Huntsman defiant in the face of long odds

GREENLAND, N.H. (AP) - Jon Huntsman is defiant, even as his presidential campaign limps along.

"I don't care whether you're Republican, whether you're independent, whether you're Democrat, I want to get your vote. But I'm going to tell you right at the outset, I'm not going to pander," the GOP candidate told about 100 New Hampshire Rotary Club members one recent day. "I'm not going to sign meaningless pledges, and I'm not going to journey to New York to meet with Don Trump.

"There are just some things that I will not do."

It's a message that Huntsman hopes will resonate with New Hampshire's state's moderate Republicans and independent voters who will play a prominent role in its rapidly approaching presidential primary. And it provides a window into his last, best chance at keeping his presidential hopes alive - a come-from behind New Hampshire victory that would deal a blow to Mitt Romney and catapult Huntsman into the driver's seat of the GOP nomination fight.

Two weeks have passed since the former Utah governor moved his national headquarters from Florida to the aging former industrial center that is Manchester, N.H.

It was a move of necessity.

He is shedding campaign staff. His campaign debt totals about $890,000, even after he gave the campaign more than $2 million of his own money, according to new finance reports. And Huntsman, the Obama administration's former ambassador to China, is barely registering in national polls.

But he's inching up in surveys here, where it matters most, as he looks to challenge Romney on what's essentially the former Massachusetts governor's home turf.

Huntsman declared himself a "top-tier" candidate in New Hampshire late last week. And while that may be too rosy of a characterization, it's true that many voters here remain undecided - and that gives Huntsman hope in a state that four years ago brought a broke-and-battered John McCain back from the political graveyard.

"We're all hearing from the national media that Romney's dominating, but as a resident of New Hampshire, I'm really undecided," Nancy Novelline Clayburgh, the assistant mayor of Portsmouth, said after the Rotary Club luncheon. "I'm open to Huntsman, Cain. I like Romney a lot."

Strapped for cash and unable to pay for TV ads, Huntsman faces the challenge of swaying undecided voters like her on the cheap - one voter at a time and through the media.

That means a punishing campaign schedule.

Last week alone, he hosted seven town hall-style meetings in the state - more than most of his rivals have hosted all year here - and delivered four speeches. He also debated alongside his rivals at Dartmouth College. And he plans to boycott Tuesday's debate in Nevada in favor of hosting another New Hampshire gathering.

In some cases, he's drawing large crowds. But his campaign acknowledges that many voters here still don't know who he is. And it's tough to win an election as an unknown.

"There's obviously movement in the right direction," spokesman Michael Levoff says of local polls that show Huntsman hovering under 10 percent. "But we're talking about a man who has name ID in the 20s."

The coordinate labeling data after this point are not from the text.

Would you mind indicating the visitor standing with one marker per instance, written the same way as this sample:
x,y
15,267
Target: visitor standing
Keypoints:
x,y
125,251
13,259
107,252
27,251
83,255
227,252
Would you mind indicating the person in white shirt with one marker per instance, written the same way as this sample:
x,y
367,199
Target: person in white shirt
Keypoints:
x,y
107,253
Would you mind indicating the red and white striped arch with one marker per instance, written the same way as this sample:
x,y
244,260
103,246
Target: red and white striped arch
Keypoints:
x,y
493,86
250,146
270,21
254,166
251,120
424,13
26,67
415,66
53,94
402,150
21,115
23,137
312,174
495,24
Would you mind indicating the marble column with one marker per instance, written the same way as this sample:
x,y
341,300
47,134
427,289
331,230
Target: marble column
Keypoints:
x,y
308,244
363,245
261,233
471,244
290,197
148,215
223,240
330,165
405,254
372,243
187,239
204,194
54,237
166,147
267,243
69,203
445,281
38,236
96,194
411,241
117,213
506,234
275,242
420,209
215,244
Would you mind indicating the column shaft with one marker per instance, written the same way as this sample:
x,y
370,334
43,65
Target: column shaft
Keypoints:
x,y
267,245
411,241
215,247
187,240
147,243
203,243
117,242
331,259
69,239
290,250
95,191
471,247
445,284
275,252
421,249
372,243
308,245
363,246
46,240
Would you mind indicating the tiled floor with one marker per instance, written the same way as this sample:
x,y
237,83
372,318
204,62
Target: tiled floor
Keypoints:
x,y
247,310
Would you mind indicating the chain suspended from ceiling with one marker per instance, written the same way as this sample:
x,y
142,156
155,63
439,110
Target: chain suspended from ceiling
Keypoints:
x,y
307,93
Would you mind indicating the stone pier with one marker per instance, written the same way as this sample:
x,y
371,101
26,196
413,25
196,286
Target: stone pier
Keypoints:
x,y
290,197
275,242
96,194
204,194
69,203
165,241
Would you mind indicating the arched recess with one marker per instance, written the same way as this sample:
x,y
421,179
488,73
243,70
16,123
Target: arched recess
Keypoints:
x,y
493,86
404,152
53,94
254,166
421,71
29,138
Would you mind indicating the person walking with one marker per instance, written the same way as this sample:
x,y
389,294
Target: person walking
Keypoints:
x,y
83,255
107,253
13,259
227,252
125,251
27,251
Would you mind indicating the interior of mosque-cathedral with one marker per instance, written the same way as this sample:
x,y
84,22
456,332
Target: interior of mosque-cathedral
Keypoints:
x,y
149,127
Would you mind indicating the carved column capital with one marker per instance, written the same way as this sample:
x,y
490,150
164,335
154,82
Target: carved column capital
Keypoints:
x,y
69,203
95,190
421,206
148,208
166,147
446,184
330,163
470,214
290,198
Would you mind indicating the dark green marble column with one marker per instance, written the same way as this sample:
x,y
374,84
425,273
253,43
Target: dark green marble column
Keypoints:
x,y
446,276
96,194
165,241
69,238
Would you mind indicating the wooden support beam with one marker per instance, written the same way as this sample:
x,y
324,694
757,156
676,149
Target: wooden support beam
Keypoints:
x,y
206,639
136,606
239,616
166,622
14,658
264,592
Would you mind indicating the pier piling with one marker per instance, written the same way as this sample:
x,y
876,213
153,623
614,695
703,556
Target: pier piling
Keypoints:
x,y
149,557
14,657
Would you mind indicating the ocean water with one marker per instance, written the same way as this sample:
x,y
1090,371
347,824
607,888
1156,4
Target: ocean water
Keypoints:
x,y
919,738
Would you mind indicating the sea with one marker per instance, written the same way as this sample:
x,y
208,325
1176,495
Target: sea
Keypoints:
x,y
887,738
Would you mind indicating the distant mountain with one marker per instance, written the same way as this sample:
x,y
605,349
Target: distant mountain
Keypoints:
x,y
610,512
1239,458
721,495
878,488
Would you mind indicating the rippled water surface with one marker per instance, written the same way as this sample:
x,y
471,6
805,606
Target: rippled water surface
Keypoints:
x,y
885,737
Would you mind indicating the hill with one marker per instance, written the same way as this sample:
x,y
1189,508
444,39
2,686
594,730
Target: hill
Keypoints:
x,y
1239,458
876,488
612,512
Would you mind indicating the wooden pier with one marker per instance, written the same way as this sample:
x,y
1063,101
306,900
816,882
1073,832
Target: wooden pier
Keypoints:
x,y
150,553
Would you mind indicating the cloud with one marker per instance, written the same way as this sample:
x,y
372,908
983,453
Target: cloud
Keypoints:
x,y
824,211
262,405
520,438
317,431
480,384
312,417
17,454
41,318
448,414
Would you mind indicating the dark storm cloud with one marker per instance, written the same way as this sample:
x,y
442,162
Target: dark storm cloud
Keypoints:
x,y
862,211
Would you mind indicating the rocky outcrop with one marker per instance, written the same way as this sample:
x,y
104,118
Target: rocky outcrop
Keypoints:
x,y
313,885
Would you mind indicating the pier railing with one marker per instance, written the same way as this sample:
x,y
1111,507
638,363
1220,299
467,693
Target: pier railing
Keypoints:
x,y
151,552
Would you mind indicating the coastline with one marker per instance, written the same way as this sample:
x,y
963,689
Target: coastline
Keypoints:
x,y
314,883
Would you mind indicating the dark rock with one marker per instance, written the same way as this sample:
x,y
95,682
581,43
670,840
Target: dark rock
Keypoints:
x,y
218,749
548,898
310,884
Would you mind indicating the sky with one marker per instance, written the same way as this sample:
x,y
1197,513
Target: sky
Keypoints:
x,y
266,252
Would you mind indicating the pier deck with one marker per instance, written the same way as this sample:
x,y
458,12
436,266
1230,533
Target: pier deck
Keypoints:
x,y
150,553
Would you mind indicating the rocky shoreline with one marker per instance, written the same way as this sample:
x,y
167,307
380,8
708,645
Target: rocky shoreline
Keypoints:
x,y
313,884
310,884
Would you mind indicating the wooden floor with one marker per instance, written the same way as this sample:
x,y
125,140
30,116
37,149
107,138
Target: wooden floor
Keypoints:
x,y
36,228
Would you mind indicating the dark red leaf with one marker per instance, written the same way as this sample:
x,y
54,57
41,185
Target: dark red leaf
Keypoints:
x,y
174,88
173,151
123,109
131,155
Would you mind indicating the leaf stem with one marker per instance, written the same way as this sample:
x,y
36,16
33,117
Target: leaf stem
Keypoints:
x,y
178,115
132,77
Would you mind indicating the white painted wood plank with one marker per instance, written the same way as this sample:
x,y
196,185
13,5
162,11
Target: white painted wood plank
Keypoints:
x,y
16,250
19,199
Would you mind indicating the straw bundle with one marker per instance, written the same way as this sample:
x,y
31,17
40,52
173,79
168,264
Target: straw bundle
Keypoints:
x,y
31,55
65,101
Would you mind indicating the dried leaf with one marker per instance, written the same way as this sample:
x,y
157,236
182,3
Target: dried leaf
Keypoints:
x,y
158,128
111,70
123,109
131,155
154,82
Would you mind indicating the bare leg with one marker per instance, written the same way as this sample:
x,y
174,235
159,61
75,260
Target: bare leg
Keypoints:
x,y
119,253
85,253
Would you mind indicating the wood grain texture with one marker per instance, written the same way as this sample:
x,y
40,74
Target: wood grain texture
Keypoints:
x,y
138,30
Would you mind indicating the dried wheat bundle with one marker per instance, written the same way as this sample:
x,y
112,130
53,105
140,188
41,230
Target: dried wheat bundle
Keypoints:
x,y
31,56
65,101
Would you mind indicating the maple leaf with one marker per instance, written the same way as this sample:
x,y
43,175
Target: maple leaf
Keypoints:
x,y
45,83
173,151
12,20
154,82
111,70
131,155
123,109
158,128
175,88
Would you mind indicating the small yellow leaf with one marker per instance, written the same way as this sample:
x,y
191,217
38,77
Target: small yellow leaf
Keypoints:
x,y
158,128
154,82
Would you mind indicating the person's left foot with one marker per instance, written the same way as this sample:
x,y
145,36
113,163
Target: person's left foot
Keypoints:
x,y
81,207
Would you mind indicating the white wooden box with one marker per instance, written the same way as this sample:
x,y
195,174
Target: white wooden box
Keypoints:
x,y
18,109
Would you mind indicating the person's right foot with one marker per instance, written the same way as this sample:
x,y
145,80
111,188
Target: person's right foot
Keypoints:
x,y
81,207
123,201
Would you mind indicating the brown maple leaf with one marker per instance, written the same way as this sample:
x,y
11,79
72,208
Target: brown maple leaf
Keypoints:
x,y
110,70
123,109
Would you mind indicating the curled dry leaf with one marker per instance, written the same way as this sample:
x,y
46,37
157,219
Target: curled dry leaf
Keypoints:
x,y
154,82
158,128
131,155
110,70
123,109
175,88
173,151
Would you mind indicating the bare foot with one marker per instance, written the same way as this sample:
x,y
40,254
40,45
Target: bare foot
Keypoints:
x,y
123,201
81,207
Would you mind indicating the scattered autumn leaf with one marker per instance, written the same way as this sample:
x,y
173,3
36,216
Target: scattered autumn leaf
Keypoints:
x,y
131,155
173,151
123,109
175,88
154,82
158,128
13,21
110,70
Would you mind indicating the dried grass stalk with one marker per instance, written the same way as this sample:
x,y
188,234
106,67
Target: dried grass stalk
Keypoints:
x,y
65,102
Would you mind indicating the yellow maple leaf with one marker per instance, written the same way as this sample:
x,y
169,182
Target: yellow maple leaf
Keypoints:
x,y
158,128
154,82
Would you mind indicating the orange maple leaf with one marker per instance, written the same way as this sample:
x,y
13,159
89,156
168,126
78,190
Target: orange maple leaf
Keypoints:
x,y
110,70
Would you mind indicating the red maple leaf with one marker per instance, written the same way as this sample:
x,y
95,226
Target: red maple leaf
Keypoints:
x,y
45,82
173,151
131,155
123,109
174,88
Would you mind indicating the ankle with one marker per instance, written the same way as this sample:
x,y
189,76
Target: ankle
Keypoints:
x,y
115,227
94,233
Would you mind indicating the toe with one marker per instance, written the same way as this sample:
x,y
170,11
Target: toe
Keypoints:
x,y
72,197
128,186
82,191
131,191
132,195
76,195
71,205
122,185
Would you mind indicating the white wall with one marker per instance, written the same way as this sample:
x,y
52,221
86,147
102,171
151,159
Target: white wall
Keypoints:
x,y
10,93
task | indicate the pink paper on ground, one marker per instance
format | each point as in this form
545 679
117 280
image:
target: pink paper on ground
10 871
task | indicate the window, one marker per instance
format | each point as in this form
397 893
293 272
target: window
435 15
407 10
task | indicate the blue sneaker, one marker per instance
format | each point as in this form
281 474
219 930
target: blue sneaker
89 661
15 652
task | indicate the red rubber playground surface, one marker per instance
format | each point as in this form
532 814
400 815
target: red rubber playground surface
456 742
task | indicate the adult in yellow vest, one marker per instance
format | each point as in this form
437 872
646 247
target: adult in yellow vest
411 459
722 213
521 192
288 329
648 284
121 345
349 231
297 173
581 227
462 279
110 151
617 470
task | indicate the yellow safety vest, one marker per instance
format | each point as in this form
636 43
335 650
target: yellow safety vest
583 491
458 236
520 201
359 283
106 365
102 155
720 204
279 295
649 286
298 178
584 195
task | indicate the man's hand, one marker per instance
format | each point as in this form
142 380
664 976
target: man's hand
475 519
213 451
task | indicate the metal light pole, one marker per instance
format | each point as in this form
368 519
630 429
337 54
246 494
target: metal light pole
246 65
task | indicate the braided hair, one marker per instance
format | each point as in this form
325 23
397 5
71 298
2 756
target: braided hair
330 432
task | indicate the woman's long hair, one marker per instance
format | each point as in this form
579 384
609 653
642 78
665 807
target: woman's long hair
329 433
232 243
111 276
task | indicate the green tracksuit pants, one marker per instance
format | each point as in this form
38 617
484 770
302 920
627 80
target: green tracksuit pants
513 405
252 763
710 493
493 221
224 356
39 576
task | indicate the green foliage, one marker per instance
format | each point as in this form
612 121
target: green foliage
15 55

So what's the clear strategy to boost his profile?

His campaign can't say.

Some allies have pushed the former ambassador to put more of his own money into the campaign, which would give him more time to meet with voters, one-on-one.

They also have pushed him to start running television commercials to introduce himself. The logic is that he needs voters to know who he is before they can decide if they like him.

But that takes money - and he's doesn't have it.

Aides concede there simply isn't the cash necessary to run television advertising any time soon. Privately, they're hoping that a pro-Huntsman super PAC - which can raise and spend unlimited amounts of money on behalf of a candidate as long as there is no coordination - will come to their rescue.

Huntsman said last week that he likely was done spending his own money.

"You never want to say never, but I've basically put in what I'm going to put in," he told The Associated Press at the Rotary Club event late last week. "Campaigns are always concerned about money. We're on the ground. We've got the people we need to get the work done. Now it's about getting votes," he told the AP.

But early missteps exacerbated by high expectations have made that tough.

In the campaign's infancy this summer, aides spent lavishly and planned for multiple offices around New Hampshire. They bought mounds of promotional material - signs in various designs and sizes, stickers, and souvenirs such as key chains. Last month, Huntsman fired his top New Hampshire aide and brought in a former aide to McCain, the senator from Arizona and the GOP's 2008 presidential candidate.

Saturday's campaign finance report showed Huntsman's operation in debt and struggling to find donors. His campaign said Friday it had just $327,000 in the bank.

And while Huntsman's advisers cast the campaign's relocation to New Hampshire as a sign of confidence that his concentrated approach would appeal to the voters here, it hardly masked the very real troubles besetting his campaign.

Dozens of Florida-based aides didn't make the move; the campaign could not afford them.